LRAT mutations were identified via an Arrayed Primer Extension (APEX) genotyping microarray (Asper Ophthalmics) or Sanger sequencing. Patients were examined and where possible, underwent autofluorescence imaging, spectral domain optical coherence tomography (OCT), International-standard pattern and full-field electroretinography (PERG; ERG), dark adapted perimetry and psychophysical assessments of photoreceptor (PR) function.
APEX analysis identified 1 patient with a known homozygous LRAT mutation. 3 further patients with novel homozygous mutations were identified via sequencing a panel of 148 EORD patients, in whom known variants had been excluded. 4/4 patients had severe nyctalopia and visual field constriction from age 1-2 years.

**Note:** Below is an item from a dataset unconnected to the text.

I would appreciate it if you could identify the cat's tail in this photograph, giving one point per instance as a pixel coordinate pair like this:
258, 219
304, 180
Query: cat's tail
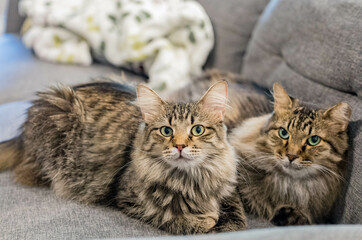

In 3/4, 'light staring' was prominent in childhood. All reported deterioration with time. Visual acuity varied from 6/9.5 to hand movements. All had severe RPE atrophy and minimal intra-retinal pigmentation. 2 had asteroid hyalosis and 2 had macular epi-retinal membranes. All had low levels of macular autofluorescence. OCT showed retinal thinning and a retained foveal PR outer segment layer in 3/3 patients. ERGs were undetectable in 1/3 or showed severe rod-cone dysfunction in 2/3; PERGs indicated severe macular involvement. Dark adapted perimetry in 3/3 showed some retained function but severely reduced sensitivities to blue and red stimuli. Dark-adapted spectral sensitivity measurements revealed functioning rods in 2/3 patients. All 3 had severely reduced L- and M-cone sensitivity, no measureable S-cone sensitivity and very poor colour discrimination.
LRAT mutations cause a severe progressive retinal dystrophy from childhood. There is residual photoreceptor function in adulthood, which may provide a window of opportunity for therapeutic intervention until early adult life.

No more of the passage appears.